Dans ce long entretien, Luis Suarez-Villa explique et s’en prend violemment au système fiscal américain et à ce qui ressemble à un désir de la part de celui-ci de nuire aux banques suisses. Il n’est pas beaucoup plus clément envers certaines banques suisses et leurs stratégies expansionnistes, basées sur un risque maximum sans visibilité aucune. Luis Suarez-Villa explicite également sa théorie du «technocapitalisme» qui permet de comprendre les métamorphoses récentes du capitalisme traditionnel.


Daniel Laufer: Vous avez inventé le terme de «technocapitalisme»,1 dans lequel les «valeurs intangibles» sont prépondérantes. Pourriez-vous nous expliquer brièvement ce que vous entendez par là?

Luis Suarez-Villa: Le technocapitalisme fait référence à l’importance écrasante des intangibles, tels que la créativité et la connaissance. Le technocapitalisme oriente avant tout son rayon d’action vers la compréhension de la recherche et son importance pour les nouveaux secteurs qui seront symboliques pour le XXIe siècle. Ces secteurs sont la nanotechnologie, la génomique, la bio-informatique, le génie génétique, la protéomique, la biopharmaceutique, la biorobotique et l’informatique moléculaire, entre autres. Cependant l’intérêt du technocapitalisme pour les ressources intangibles couvre également les services à très haute valeur ajoutée qui exigent des connaissances considérables, tels que la finance, les soins médicaux, l’éducation et l’informatique. Cette sorte de service sera profondément liée aux nouveaux secteurs. Par exemple les soins médicaux sont de plus en plus liés à la biopharmaceutique, la nanotechnologie et la génomique. En conséquence, une nouvelle sorte de médecine est en train d’émerger. Peut-être pourrions-nous l’appeler biomédecine, ce qui sera génétiquement ciblé.
Bien que la perspective de ces nouveaux secteurs paraisse pleine de promesses, elle est également lourde d’aspects tout à fait terrifiants.
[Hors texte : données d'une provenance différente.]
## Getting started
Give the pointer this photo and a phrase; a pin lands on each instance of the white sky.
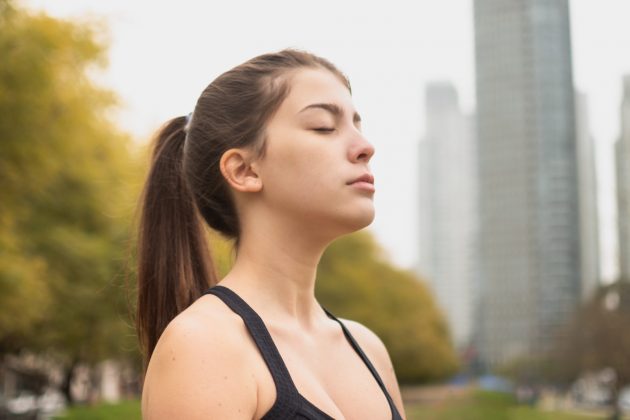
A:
(163, 54)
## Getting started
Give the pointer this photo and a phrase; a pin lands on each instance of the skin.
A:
(292, 203)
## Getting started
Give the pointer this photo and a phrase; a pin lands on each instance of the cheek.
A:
(302, 177)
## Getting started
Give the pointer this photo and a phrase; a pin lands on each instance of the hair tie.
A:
(187, 124)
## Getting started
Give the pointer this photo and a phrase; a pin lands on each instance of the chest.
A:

Ces aspects sont liés aux conséquences négatives imprévues que beaucoup de nouvelles technologies portent en elles. Mais un aspect essentiel et particulièrement effrayant de ces nouveaux secteurs, c’est tout ce qui les lie au monde de l’entreprise.2 Les grandes entreprises ont la haute main sur ces nouveaux secteurs, et leur priorité absolue est habituellement centrée sur l’importance des profits et sur la consolidation de leur position, au-dessus de toute autre considération. Elles ont par conséquent tendance à placer le profit au-dessus des besoins humains et finissent souvent par nuire à notre santé, à la nature et à l’environnement, à rabaisser les valeurs culturelles et à corrompre les politiques. Nous en voyons déjà certaines conséquences dans le nombre astronomique de litiges, et dans la méfiance du public pour beaucoup de produits pharmaceutiques génétiquement modifiés. Par conséquent, le technocapitalisme se concentre sur le pouvoir des entreprises et dans leur contrôle écrasant de la technologie dans le XXIe siècle.
La Suisse, grâce à son haut niveau d’éducation et la grande qualité de ses ressources humaines, est une nation dont le potentiel pour générer de la créativité et de nouvelles connaissances est énorme. Ce potentiel ne concerne pas uniquement les nouveaux secteurs qui seront symboliques du XXIe siècle, mais aussi les services bien établis tels que la finance, les soins médicaux et l’éducation. La Suisse est donc très bien placée pour continuer à être une base très importante pour tous les services liés à la connaissance.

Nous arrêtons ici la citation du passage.